The Department has twenty tenured and tenure-track faculty members (nine professors, eight associate professors, and three assistant professor), thirteen Instructors, sixteen Lecturers, and eight graduate teaching assistants. Members of the Department have been duly recognized over the years for their campus contributions: eighteen English faculty have received the Caleb Mills Distinguished Teaching Award; seven have received the Theodore Dreiser Distinguished Research and Creativity Award (one member has been recognized twice); one faculty member has received the Faculty Distinguished Service Award; one has been designated the College of Arts and Science’s Distinguished Professor; and three have received the President’s Medal.

Joseph S. Schick Lectures

The Department is also home to the internationally recognized Joseph S. Schick Lectures in Language, Literature, and Lexicography. Since 1989, the Department has hosted from six to ten scholars a year.

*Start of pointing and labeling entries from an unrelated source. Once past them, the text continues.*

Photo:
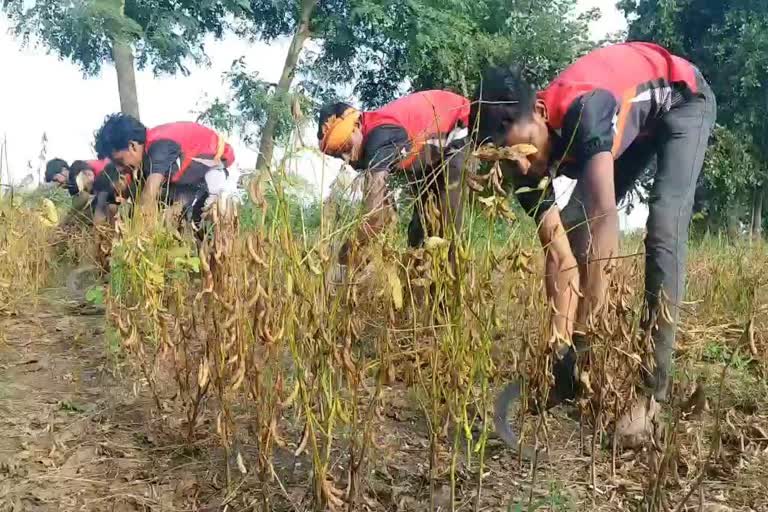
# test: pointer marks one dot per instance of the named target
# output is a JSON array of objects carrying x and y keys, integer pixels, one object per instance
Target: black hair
[
  {"x": 105, "y": 183},
  {"x": 76, "y": 168},
  {"x": 54, "y": 167},
  {"x": 117, "y": 132},
  {"x": 502, "y": 98},
  {"x": 328, "y": 111}
]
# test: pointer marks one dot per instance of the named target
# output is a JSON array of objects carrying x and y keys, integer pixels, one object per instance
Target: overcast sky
[{"x": 42, "y": 94}]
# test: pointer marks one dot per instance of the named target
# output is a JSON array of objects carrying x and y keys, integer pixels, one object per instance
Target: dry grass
[
  {"x": 25, "y": 253},
  {"x": 380, "y": 387}
]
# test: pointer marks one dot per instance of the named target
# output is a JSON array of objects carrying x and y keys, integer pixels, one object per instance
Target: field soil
[{"x": 76, "y": 434}]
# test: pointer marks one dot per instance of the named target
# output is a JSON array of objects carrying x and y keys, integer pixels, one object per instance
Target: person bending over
[
  {"x": 424, "y": 135},
  {"x": 600, "y": 122},
  {"x": 167, "y": 163}
]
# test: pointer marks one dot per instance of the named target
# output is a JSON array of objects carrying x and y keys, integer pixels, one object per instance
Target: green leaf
[{"x": 95, "y": 295}]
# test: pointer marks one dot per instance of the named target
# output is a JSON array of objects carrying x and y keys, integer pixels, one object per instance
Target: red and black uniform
[
  {"x": 612, "y": 99},
  {"x": 640, "y": 103},
  {"x": 396, "y": 135},
  {"x": 424, "y": 134},
  {"x": 172, "y": 149}
]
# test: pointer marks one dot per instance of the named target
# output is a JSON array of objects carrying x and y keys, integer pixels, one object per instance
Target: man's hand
[
  {"x": 150, "y": 195},
  {"x": 603, "y": 221},
  {"x": 561, "y": 273}
]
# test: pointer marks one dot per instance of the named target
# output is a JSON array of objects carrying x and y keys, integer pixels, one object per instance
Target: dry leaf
[{"x": 396, "y": 287}]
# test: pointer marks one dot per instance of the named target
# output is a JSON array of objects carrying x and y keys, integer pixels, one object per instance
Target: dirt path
[
  {"x": 72, "y": 435},
  {"x": 75, "y": 437}
]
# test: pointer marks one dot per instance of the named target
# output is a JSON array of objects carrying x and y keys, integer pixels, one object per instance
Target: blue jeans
[{"x": 678, "y": 143}]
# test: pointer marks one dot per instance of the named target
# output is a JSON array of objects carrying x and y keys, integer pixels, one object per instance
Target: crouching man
[
  {"x": 600, "y": 122},
  {"x": 423, "y": 135},
  {"x": 176, "y": 162}
]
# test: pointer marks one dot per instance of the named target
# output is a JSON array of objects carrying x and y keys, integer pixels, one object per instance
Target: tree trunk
[
  {"x": 267, "y": 143},
  {"x": 732, "y": 226},
  {"x": 122, "y": 53},
  {"x": 757, "y": 212}
]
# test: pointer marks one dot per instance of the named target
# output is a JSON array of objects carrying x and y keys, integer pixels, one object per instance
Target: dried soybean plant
[
  {"x": 25, "y": 250},
  {"x": 151, "y": 266}
]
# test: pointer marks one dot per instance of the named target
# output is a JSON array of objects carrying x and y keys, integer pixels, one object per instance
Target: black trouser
[{"x": 679, "y": 144}]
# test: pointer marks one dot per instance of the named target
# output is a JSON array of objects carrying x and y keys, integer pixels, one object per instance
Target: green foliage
[
  {"x": 95, "y": 295},
  {"x": 437, "y": 44},
  {"x": 730, "y": 169},
  {"x": 250, "y": 102},
  {"x": 165, "y": 33},
  {"x": 304, "y": 210},
  {"x": 728, "y": 41}
]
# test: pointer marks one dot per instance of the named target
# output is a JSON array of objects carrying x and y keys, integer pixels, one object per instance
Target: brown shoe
[{"x": 636, "y": 427}]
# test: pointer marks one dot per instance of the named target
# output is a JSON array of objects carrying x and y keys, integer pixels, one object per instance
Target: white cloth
[{"x": 221, "y": 182}]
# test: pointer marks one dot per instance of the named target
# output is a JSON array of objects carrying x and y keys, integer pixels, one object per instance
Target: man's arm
[
  {"x": 164, "y": 158},
  {"x": 381, "y": 151},
  {"x": 561, "y": 273},
  {"x": 603, "y": 221}
]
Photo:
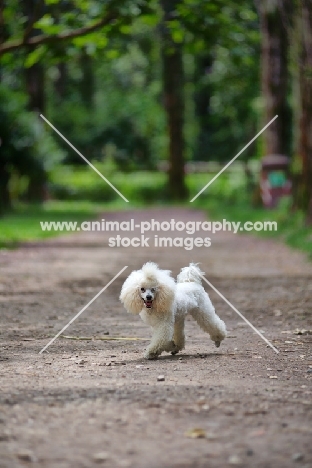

These visiting scholars present formal lectures, as well as participate in readings, class visits, seminar discussions, demonstrations, and performances. Heralding from institutions like Oxford, Cambridge, Harvard, Princeton, Yale, Brown, Stanford, and Chicago, notable scholars like Houston Baker, Cleanth Brooks, Terry Eagleton, Stanley Fish, Marilyn French, Henry Louis Gates, Donald Hall, Hugh Kenner, J. Hillis Miller, Paul Muldoon, Stephen Orgel, W.D. Snodgrass, Helen Vendler, and Ian Watt have been welcomed to campus. The Schick series has provided remarkable opportunities for faculty and students in the Department, as well as members of the ISU community.

Having been part of Indiana State from the start, the Department of English continues its committed work in support of students who join us in the changing world of higher education.

For Further (and Interesting) Reading

Lynch, William O. A History of Indiana State Teachers College. Terre Haute: Indiana State Teachers College, 1946.